En prévoyant à l’article 4 de l’arrêté royal du 18 avril 2000 des conditions spéciales de calcul de rémunération notamment pour les jeunes de dix-huit ans qui suivent une formation organisée par les classes moyennes, le Roi n’a donc pas ajouté une nouvelle exception à une règle fixée dans une disposition légale, par exemple l’article 38 de la loi du 10 avril 1971 mais utilisé le pouvoir que lui conférait l’article 3, 2°, de cette loi.

N’ayant pas décidé légalement que cet article 4 ne pouvait être appliqué, l’arrêt attaqué viole les articles 38 et 39 de la loi en les appliquant à M. V. pour fixer sa rémunération de base.

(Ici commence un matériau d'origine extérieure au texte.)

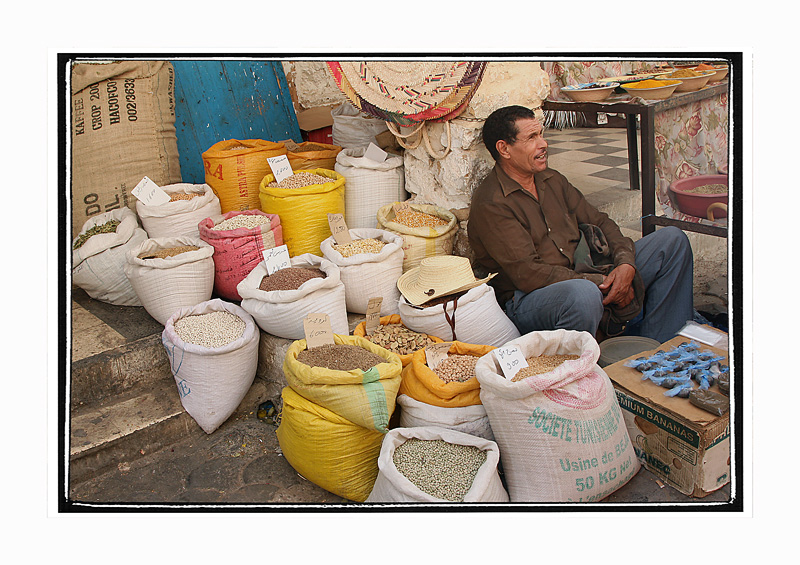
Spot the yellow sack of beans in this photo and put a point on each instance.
(304, 210)
(328, 450)
(366, 398)
(361, 331)
(234, 168)
(421, 383)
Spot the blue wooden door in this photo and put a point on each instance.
(218, 100)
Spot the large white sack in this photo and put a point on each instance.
(281, 312)
(476, 318)
(98, 266)
(561, 434)
(370, 185)
(165, 285)
(212, 382)
(393, 486)
(471, 420)
(369, 275)
(174, 219)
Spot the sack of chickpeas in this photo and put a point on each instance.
(303, 201)
(427, 230)
(99, 254)
(369, 267)
(280, 302)
(213, 353)
(239, 240)
(352, 377)
(391, 334)
(170, 273)
(327, 449)
(557, 421)
(189, 204)
(431, 464)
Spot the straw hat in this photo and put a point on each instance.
(438, 276)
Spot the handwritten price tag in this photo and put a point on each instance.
(280, 167)
(317, 328)
(339, 229)
(276, 258)
(149, 193)
(511, 360)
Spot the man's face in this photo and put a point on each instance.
(528, 153)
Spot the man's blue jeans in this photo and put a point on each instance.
(664, 261)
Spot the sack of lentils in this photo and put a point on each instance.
(213, 352)
(426, 229)
(391, 334)
(328, 450)
(239, 240)
(279, 302)
(189, 204)
(369, 267)
(471, 317)
(99, 255)
(170, 273)
(430, 464)
(303, 201)
(352, 377)
(559, 426)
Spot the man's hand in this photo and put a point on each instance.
(617, 286)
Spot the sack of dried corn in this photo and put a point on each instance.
(370, 185)
(281, 312)
(170, 273)
(474, 317)
(426, 229)
(364, 395)
(239, 240)
(99, 254)
(234, 169)
(327, 449)
(561, 433)
(189, 204)
(303, 202)
(431, 464)
(213, 353)
(369, 267)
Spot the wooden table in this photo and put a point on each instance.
(646, 112)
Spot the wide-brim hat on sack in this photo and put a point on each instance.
(438, 276)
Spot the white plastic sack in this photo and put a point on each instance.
(393, 486)
(353, 128)
(561, 434)
(281, 312)
(476, 317)
(212, 382)
(370, 185)
(98, 266)
(180, 217)
(369, 275)
(471, 420)
(165, 285)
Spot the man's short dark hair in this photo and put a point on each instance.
(501, 124)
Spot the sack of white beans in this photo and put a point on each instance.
(239, 239)
(471, 420)
(98, 263)
(281, 312)
(445, 466)
(170, 273)
(213, 352)
(561, 433)
(189, 205)
(475, 317)
(370, 267)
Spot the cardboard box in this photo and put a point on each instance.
(685, 446)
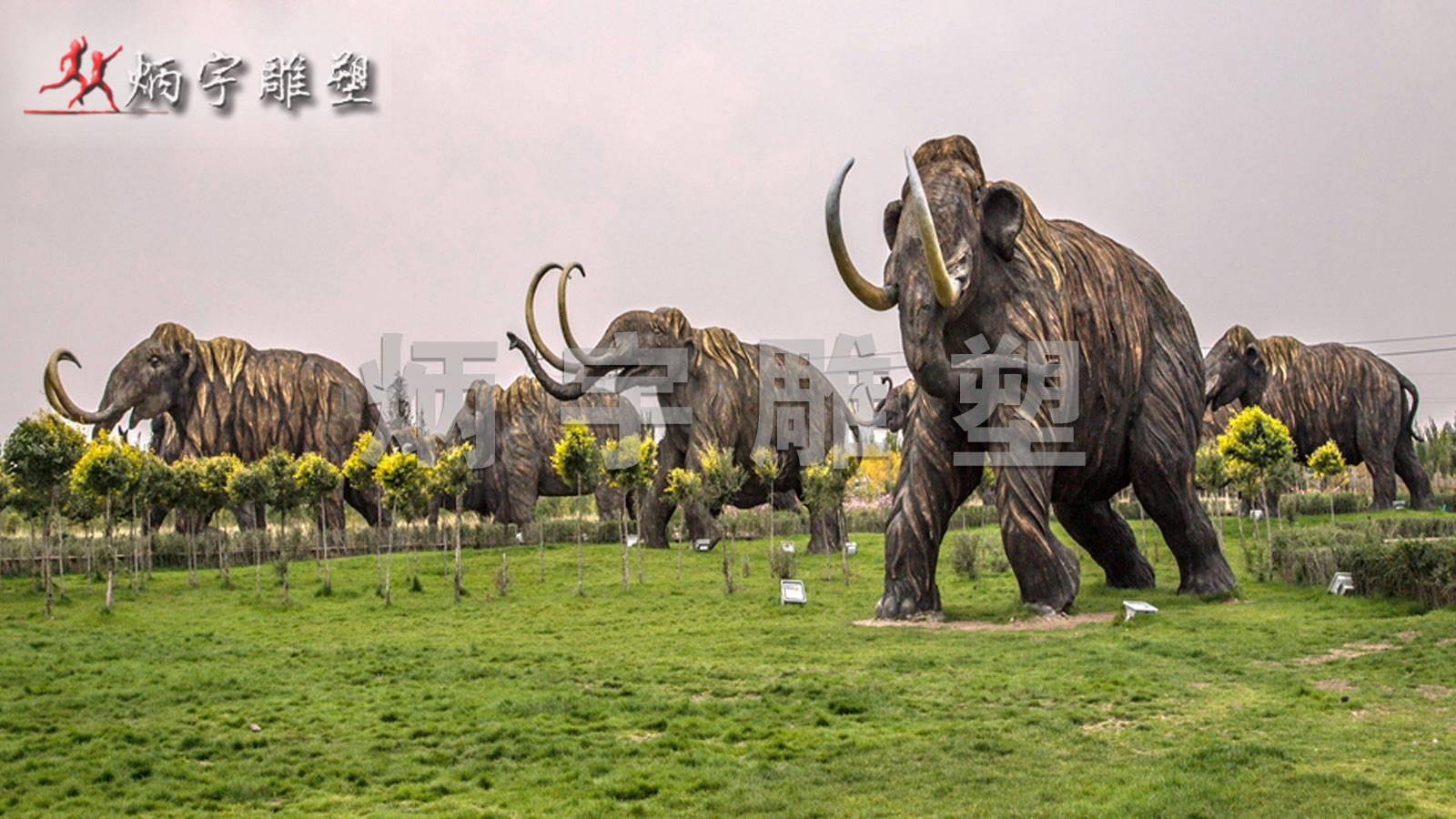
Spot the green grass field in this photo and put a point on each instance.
(673, 698)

Le second moyen, présenté à titre subsidiaire, critique la décision de l’arrêt que, dans l’hypothèse où l’article 3, 2°, de la loi du 10 avril 1971 permettrait au Roi de fixer des conditions de rémunération spécifiques pour des travailleurs rentrant dans le champ d’application de la loi, le Roi a créé une discrimination injustifiée et donc illégale entre les apprentis mineurs visés par les articles 38 et 39, alinéa 1er, de la loi et les travailleurs de plus de dix-huit ans suivant une formation organisée par les classes moyennes.

Les conclusions du Ministère public

Publiées sur le site Juportal avec l’arrêt commenté, les conclusions de Madame l’Avocat général Bénédicte INGHELS apportent des précisions intéressantes sur le premier moyen de cassation.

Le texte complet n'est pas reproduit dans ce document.